Все взгляды обратились на меня — холодные взгляды чужаков.
— Благодарю тебя, Бардас, — поклонился я, — это правда, я ушел далеко, но вот тебя вижу там же, где ты и был, — ты по-прежнему слизываешь крохи с пальцев своих хозяев.
С этими словами я отошел, оставив его с окаменевшим от злости лицом и остекленевшими глазами.
— Браво! — шепнул мне Филипп. — Ты сделал то, чего желали многие, — поставил Бардаса на место!
Позади раздался топот бегущих ног, и Бардас схватил меня за плечо:
— Клянусь богами! Если ты хочешь поединка остроумий, ты его получишь!
— Прости, Бардас. Я никогда не бьюсь с безоружным.
От всеобщего хохота, казалось, даже стены затряслись, а Бардас рывком поднял руку, словно хотел меня ударить. Я стоял совершенно неподвижно, в ожидании, и смотрел ему в глаза. Он опустил руку и удалился деревянным шагом.
Со своего места поднялся Андроник и указал мне на сиденье во главе стола:
— Иди сюда! — произнес он с ноткой сарказма в голосе. — Я не царь, Кербушар, но предлагаю тебе почетное место! И пусть никто не говорит, что Андроник чтит друида меньше, чем царь.
Когда я уселся, он заметил:
— Ты был жесток с Бардасом.
— Он сам навлек это на себя. Кто хочет померяться ударами с незнакомцем, пусть сперва прикинет, насколько длинна у него рука.
— Да, да… ты прав. Скажи мне, Кербушар, что ты думаешь о нашем городе?
— Великолепный город! Однако не верится мне, чтобы в это кто-то по-настоящему верил. У него вид города, ожидающего катастрофы.

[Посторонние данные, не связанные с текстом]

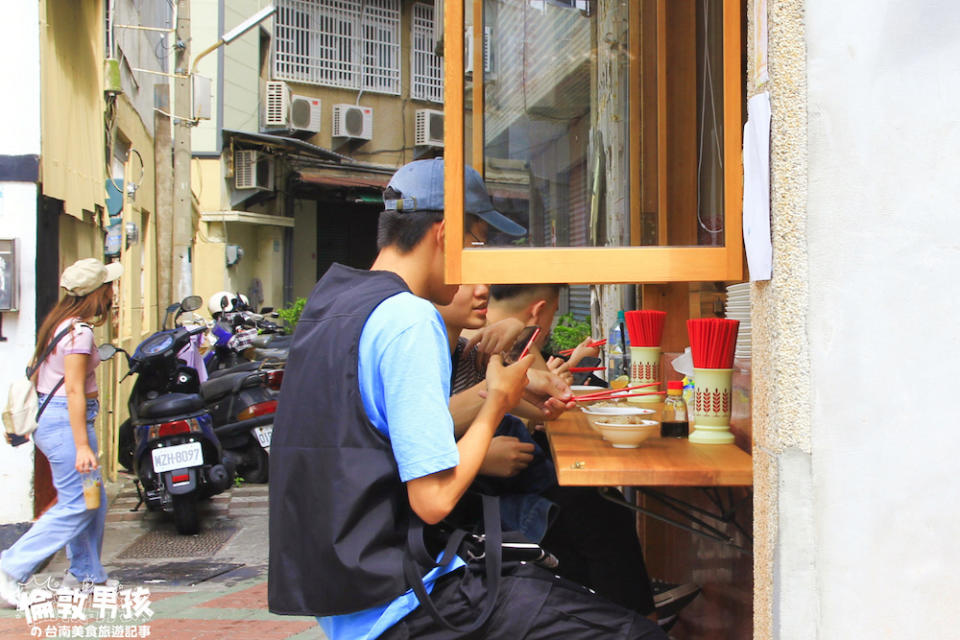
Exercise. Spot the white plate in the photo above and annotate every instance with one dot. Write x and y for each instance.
(179, 456)
(586, 388)
(617, 411)
(264, 435)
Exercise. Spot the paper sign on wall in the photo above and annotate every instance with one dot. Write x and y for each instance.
(758, 37)
(756, 188)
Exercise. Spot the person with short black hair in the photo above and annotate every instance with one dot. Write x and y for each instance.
(364, 459)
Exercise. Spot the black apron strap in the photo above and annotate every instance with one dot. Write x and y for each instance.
(493, 563)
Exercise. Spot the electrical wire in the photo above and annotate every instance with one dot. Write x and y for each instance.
(707, 89)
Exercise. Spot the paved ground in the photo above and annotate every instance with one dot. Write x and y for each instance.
(204, 587)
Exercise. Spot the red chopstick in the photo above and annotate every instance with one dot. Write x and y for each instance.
(606, 392)
(622, 395)
(597, 343)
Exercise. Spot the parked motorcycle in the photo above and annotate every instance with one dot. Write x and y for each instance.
(169, 441)
(242, 402)
(242, 335)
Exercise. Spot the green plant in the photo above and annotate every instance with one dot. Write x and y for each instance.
(291, 314)
(569, 332)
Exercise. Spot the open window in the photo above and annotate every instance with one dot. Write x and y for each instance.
(610, 129)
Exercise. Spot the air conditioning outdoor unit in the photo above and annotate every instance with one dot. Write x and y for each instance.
(252, 170)
(305, 114)
(468, 53)
(428, 128)
(276, 107)
(352, 121)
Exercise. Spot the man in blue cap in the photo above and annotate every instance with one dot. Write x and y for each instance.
(364, 461)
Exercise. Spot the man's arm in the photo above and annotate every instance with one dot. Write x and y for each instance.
(433, 497)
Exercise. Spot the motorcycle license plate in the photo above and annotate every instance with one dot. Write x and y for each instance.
(177, 457)
(264, 435)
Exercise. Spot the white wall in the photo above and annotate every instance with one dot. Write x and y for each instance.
(20, 69)
(884, 158)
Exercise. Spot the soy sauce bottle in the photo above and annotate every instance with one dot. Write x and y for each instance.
(674, 423)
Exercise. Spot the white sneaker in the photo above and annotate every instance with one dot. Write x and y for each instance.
(70, 582)
(9, 589)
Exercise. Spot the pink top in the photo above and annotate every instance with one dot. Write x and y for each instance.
(80, 340)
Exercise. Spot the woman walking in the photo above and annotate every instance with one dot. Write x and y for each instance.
(65, 432)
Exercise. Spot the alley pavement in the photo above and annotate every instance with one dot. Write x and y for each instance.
(204, 587)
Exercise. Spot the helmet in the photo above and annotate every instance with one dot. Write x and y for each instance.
(224, 301)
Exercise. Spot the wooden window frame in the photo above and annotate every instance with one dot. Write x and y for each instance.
(590, 265)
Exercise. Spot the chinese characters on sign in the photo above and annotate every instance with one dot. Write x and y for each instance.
(89, 611)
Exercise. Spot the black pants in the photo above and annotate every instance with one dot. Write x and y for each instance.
(532, 604)
(596, 543)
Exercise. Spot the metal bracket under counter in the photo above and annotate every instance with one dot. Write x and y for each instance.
(726, 512)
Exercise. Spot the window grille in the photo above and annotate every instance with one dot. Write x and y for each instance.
(426, 68)
(350, 44)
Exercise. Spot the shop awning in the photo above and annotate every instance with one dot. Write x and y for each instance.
(344, 178)
(246, 217)
(290, 144)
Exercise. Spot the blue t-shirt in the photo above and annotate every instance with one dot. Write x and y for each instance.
(404, 377)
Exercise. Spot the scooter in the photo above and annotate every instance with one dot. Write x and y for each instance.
(242, 402)
(169, 441)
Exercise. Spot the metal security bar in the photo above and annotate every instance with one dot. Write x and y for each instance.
(426, 68)
(350, 44)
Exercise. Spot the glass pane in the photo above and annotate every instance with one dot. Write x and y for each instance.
(565, 154)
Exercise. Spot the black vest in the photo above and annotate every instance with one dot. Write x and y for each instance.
(339, 514)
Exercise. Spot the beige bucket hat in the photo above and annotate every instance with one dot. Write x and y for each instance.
(85, 276)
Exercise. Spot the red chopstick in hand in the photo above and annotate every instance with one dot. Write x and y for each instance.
(597, 343)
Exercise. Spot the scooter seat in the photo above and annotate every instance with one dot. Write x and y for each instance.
(246, 366)
(222, 385)
(171, 404)
(272, 340)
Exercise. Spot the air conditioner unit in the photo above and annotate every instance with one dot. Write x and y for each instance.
(276, 106)
(487, 53)
(352, 121)
(252, 170)
(428, 128)
(305, 114)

Мы говорили о многом. Андроник был изящным, остроумным собеседником, одаренным вспышками блестящей интуиции и богатыми познаниями. Его ум был острее и ярче, чем у Мануила, но менее дисциплинирован. Он презирал всех, кто стоял ниже его, в отличие от императора, который, по-видимому, уважал любого человека.
Сейчас шел 1180 год, а Мануил успешно правил с 1143 года. Эти двоюродные братья, столь разные во всех отношениях, оба приводили меня в восхищение.
Мануилу, похоже, достались все запасы основательности и здравого смысла, которых не хватало Андронику. Мануил мог совершать ошибки, но они никогда не были мелочными.
Андроник был уверен, что превосходит императора, и по этой причине его постоянно удавалось перехитрить.
Помимо многого другого, мы ели блюдо из куриных грудок, сваренных и измельченных; это белое мясо было смешано с молоком и сахаром и поджаривалось до сгущения; а подавали его с сахарной пудрой и розовой водой.
Было также сладкое блюдо турецкого происхождения, именуемое «казан диби».
Была добрая дюжина мясных блюд, несколько блюд из птицы, рыбы и фруктов; были странные фрукты, никогда мною не виданные, и верхушки спелых фиг, сладкие, словно мед.
Андроник закончил краткую диссертацию о сравнительных достоинствах трудов Прокопия и Менандра, и я, воспользовавшись паузой, попытался получить некоторые сведения.
— Что сейчас тут происходит? По моему разумению, император в последнее время милостив к латинянам, а там беспокойно.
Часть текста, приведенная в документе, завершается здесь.